Est-ce la réécriture d'une page de l'Ancien Testament que
nous propose Anita
Diamant ? A-t-elle voulu en finir avec le silence assourdissant des
femmes dans les textes bibliques ? Anita Diamant ne
veut-elle plus que les femmes existent en tant que fille de…, soeur de…, épouse
de… ? le temps est venu depuis la Genèse qui à Eve impute la faute originelle,
depuis que la parole des hommes s'est substituée à celle de Dieu dans la Bible,
le temps est venu pour que le rôle de la femme dépasse le cercle de la famille
et apparaisse enfin en société, où depuis l'aube des temps ne se trouvent que
des hommes.
La tente
rouge n'est pas seulement le lieu où la fille devient femme, où la
femme devient mère, La Tente
rouge est le siège d'un secret. Secret inaccessible à la constitution
physiologique et mentale de son congénère mâle, ce fameux « continent noir »
dont certains attribuent la paternité de l'expression à Freud, en
évocation de ce jardin réservé qu'est la féminité. Secret que l'homme a voulu
circonscrire, de peur qu'il ne rivalise avec sa condition propre. La masculinité
ne faisant l'objet d'aucune mention tant elle est évidente.
Pour sortir du cercle restreint dans lequel a voulu l'enfermer son congénère
mâle, Anita
Diamant a choisi de donner la parole à l'une d'elle : Dina. Elle est
bien sûr fille de…, soeur de…, mais quand elle a voulu devenir la femme de…, de
celui qu'elle avait osé choisir par amour faisant ainsi valoir son droit au
bonheur, il s'en est trouvé dans sa propre famille pour la rabaisser à son
statut imposé d'être obéissant et silencieux. Anita Diamant a
donc choisi de réhabiliter la personne qui a vécu en son corps de femme. C'est
sa mémoire qui intervient dans cet ouvrage.
Ainsi affranchie par ce procédé narratif des contingences terrestres et des
lois dictées par l'autre sexe, libérée des peurs et des convoitises, la mémoire
de Dina nous dit ce qu'a été sa vie et celles de ses consœurs en ces temps
bibliques alors que la nature humaine vivait en symbiose avec la nature tout
court. Invoquant dieux et déesses qu'elles concevaient à la mesure de leurs
peurs et leurs espérances, en cette époque non encore assujettie au monopole
d'un seul dieu. N'imaginant pas encore être libérées de la tutelle de ceux qui
les réduisaient au rôle de mère de leur progéniture, de préférence mâle.

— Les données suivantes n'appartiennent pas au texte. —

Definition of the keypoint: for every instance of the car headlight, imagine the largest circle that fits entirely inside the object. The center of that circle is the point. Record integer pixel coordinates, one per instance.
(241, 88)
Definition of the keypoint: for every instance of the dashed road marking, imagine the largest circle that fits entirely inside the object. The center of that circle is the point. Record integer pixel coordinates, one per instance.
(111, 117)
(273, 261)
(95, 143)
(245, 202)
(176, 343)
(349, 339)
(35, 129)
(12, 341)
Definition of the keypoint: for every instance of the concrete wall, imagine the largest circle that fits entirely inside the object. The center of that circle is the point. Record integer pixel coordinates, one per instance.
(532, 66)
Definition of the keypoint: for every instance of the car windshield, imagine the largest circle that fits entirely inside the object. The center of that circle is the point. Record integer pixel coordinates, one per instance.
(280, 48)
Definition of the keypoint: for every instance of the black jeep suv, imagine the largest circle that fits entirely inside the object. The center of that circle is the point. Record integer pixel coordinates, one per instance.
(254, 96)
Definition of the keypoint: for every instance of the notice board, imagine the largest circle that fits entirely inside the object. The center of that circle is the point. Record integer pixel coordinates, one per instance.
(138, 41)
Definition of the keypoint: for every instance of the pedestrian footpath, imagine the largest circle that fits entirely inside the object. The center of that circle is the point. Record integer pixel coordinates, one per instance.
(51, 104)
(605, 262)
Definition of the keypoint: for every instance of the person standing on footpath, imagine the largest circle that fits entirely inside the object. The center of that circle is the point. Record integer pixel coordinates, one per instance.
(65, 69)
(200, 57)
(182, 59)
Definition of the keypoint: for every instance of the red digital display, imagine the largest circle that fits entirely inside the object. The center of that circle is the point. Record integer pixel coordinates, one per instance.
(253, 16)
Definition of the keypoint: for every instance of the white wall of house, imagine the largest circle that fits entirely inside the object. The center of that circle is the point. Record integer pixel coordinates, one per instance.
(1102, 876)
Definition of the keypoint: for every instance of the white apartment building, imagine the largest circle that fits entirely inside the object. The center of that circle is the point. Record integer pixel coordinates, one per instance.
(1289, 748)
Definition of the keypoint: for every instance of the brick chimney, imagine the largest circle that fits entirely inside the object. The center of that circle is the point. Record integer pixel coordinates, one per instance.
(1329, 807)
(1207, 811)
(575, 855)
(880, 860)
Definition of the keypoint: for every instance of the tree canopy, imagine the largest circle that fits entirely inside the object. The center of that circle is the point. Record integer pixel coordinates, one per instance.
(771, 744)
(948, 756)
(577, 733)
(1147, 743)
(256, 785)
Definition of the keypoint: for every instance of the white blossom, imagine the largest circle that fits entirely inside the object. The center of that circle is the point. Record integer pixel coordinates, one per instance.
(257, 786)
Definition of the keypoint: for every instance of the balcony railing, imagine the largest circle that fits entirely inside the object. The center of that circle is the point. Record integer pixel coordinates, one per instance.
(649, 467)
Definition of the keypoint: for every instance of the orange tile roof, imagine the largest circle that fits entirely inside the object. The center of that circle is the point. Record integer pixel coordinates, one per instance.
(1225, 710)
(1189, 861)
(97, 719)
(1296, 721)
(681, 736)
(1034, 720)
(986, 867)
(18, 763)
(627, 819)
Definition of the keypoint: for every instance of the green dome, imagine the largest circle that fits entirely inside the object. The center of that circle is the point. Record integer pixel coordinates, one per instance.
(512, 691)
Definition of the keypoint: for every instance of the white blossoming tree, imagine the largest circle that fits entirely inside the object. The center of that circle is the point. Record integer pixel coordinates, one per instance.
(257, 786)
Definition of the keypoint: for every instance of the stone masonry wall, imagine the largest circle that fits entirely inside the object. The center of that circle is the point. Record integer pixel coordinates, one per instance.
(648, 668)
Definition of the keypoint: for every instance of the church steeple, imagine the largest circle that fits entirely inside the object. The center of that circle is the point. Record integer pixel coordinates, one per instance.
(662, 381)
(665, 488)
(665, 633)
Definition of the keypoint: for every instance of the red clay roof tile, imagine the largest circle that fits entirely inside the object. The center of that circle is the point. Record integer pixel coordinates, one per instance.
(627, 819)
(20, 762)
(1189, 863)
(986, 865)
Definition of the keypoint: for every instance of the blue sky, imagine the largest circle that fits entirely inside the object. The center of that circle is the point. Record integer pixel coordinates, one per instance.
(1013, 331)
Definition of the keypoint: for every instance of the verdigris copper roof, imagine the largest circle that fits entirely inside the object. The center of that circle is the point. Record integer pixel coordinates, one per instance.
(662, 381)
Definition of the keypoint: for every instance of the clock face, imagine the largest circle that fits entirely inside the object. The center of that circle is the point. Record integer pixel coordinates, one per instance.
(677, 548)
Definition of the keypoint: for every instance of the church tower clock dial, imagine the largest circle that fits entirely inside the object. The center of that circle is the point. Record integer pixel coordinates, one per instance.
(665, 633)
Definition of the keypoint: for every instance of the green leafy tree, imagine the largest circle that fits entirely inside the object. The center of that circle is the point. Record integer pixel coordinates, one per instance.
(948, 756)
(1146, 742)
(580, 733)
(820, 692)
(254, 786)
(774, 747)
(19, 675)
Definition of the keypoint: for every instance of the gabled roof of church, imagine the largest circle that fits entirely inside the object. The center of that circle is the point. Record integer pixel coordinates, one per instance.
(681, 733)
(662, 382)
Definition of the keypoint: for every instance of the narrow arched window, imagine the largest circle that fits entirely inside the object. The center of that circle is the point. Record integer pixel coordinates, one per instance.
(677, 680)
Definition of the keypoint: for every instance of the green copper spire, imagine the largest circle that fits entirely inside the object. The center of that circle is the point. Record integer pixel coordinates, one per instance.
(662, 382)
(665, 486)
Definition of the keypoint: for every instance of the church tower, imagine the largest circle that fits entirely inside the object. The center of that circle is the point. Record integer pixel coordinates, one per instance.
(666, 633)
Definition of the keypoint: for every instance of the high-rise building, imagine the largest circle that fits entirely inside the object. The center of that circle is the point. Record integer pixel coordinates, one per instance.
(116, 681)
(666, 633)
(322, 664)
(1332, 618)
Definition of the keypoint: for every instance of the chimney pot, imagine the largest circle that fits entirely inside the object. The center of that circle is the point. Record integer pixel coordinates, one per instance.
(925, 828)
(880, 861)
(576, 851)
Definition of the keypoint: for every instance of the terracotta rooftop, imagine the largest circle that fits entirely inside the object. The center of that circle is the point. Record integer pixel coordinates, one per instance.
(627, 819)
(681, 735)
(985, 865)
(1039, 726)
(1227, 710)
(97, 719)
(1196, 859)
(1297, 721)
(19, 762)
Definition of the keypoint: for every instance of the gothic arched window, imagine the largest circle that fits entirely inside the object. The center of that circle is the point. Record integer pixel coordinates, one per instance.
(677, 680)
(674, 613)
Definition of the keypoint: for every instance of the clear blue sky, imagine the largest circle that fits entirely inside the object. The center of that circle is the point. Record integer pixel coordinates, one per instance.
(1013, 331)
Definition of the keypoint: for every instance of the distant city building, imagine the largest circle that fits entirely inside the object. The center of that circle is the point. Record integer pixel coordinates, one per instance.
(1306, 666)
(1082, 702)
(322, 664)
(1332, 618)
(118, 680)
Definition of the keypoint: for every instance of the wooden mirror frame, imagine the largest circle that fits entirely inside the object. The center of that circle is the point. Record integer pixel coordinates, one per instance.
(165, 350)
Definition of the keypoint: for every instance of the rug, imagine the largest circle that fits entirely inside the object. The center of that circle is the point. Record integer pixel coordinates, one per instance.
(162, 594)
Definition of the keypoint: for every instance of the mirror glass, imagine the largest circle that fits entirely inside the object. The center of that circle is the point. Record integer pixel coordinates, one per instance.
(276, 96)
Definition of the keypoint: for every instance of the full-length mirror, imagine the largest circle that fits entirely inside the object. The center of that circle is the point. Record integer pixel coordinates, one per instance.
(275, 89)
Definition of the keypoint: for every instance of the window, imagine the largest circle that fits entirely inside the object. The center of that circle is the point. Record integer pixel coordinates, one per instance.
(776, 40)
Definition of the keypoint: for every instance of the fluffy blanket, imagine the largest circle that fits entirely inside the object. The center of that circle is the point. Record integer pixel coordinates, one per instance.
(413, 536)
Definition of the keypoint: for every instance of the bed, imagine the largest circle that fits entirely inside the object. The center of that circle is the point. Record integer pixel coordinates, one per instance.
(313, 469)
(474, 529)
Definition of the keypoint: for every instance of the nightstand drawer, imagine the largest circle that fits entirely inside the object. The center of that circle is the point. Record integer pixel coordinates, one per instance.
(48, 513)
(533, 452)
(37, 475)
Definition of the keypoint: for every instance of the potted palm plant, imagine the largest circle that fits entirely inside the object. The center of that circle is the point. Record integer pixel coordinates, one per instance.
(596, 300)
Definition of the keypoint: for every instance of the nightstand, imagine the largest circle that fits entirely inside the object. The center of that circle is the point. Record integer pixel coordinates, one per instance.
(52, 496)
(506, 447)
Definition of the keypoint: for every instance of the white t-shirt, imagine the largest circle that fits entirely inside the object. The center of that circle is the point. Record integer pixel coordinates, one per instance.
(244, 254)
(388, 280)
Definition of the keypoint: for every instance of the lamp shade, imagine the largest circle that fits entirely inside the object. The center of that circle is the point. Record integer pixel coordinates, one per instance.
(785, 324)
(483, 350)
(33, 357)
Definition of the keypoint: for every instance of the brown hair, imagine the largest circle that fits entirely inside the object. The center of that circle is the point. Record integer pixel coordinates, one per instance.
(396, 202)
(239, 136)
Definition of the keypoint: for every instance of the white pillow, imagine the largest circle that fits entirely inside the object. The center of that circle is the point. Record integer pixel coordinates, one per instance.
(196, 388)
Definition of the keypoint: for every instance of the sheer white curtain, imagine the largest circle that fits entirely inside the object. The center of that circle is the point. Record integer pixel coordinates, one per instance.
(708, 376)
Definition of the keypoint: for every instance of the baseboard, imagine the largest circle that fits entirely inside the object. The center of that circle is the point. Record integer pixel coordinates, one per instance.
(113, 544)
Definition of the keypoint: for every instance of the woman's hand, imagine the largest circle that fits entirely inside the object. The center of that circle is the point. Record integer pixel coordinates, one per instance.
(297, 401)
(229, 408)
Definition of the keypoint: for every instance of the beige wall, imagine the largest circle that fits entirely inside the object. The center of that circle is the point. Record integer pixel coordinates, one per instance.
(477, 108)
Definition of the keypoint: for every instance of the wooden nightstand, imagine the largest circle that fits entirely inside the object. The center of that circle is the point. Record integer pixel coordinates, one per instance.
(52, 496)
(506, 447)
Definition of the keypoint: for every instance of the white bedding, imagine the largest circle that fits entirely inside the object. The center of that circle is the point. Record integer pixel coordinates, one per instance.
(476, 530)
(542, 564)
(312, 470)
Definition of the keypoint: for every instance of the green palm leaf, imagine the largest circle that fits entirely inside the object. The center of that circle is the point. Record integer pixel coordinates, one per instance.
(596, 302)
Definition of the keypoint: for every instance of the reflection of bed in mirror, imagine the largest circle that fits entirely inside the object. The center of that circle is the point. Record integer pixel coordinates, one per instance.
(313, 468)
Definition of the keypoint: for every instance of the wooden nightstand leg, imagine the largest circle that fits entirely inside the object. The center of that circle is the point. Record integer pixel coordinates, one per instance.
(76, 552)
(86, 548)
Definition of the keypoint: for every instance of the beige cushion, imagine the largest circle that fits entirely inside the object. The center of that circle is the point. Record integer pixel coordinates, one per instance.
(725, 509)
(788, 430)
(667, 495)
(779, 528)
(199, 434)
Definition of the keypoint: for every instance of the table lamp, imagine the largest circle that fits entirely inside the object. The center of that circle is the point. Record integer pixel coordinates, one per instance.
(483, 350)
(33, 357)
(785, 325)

En cette période de l'histoire de l'humanité où s'écrit de qui deviendra le
Livre, préparant les esprits au sexisme des textes bibliques, faisant table
rase d'une mythologie somme toute plus favorable au genre féminin – ce ne sont
ni Athéna ni Héra et autres consœurs de l'Olympe qui le contrediront – même si
ce n'est pas la Bible des femmes que nous propose Anita Diamant c'est
en tout cas le point de vue féminin qu'elle fait émerger de la tente
rouge, dans laquelle elles ne sont ni impures ni blâmables. Une façon de
combattre la subjectivité historique instituée en parole divine. Redonner aux
femmes leur histoire. Redonner les femmes à l'Histoire.
La tente
rouge est à n'en pas douter un ouvrage qui trouve aujourd'hui un écho
singulier, lui conférant valeur intemporelle. Il a fait sa popularité de bouche
à oreille et convaincu nombre de lecteurs dont on ne dit pas combien étaient
des lectrices. Je me suis glissé dans ce nombre et me suis satisfait de cette
initiative, de son originalité, y faisant intervenir le point de vue
rétrospectif de celles dont l'influence dans le cours de l'histoire est
occultée. De peur sans doute de s'entendre confirmer que c'est elles qui
construisent le monde quand son congénère mâle n'a de cesse de le mettre à mal.